Memorable Moments, Imperfections, and Last Words
Overall, the production quality of the Sandman’s second season is on par with the first in terms of casting and looks, with visuals that are top-notch in truly evoking the imagery of the graphic novels. Season 2 has not been immune to criticism that it is slow-paced, but this continues to be a creative choice on the part of its creative team and one that allows viewers to get lost in Gaiman’s meticulous world.

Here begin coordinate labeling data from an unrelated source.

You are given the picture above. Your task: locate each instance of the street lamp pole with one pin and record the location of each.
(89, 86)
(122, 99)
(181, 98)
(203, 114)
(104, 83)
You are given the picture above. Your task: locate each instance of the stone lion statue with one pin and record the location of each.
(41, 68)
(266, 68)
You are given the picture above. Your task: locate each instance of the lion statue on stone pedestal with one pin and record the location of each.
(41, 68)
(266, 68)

Season 2 does suffer its weakest moments in the episode “Time and Night” when Morpheus attempts to enlist his parents, Time (Rufus Sewell) and Night (Tanya Moodie), for assistance. These sections, while canonically accurate—the Endless are not gods, but are the literal children of Time and Night—feature some very stilted dialogue that not even the reliably wonderful Sewell can overcome and ultimately play more like a group therapy session than mythic storytelling.

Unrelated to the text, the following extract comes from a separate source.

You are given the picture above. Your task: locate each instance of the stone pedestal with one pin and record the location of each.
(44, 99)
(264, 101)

Other highlights: Lucifer asking Dream to cut off her wings for her; the goddess Ishtar (Amber Rose Revah) shedding all pretense and becoming one with the universe as she dances one final time in her true form; Dream patiently explaining to William Shakespeare why he has to write The Tempest; and a reformed Corinthian getting the hots for Johanna Constantine (Jenna Coleman). Other highlights include Orpheus’ mournful crooning for Eurydice in the Underworld, Dream killing his son out of mercy, and the horrific fury of the Furies that wipe out Fiddler’s Green (Stephen Fry), Mervyn Pumpkinhead (Mark Hamill), and Abel (Asim Chaudhry).
Dream dies by taking Death’s hand one final time as he relinquishes the sandglasses. In the end, he passes the title to a new iteration—Daniel Hall (Jacob Anderson), the first and only human ever actually born in the Dreaming—and his Endless siblings grieve Morpheus and welcome their new brother to their number.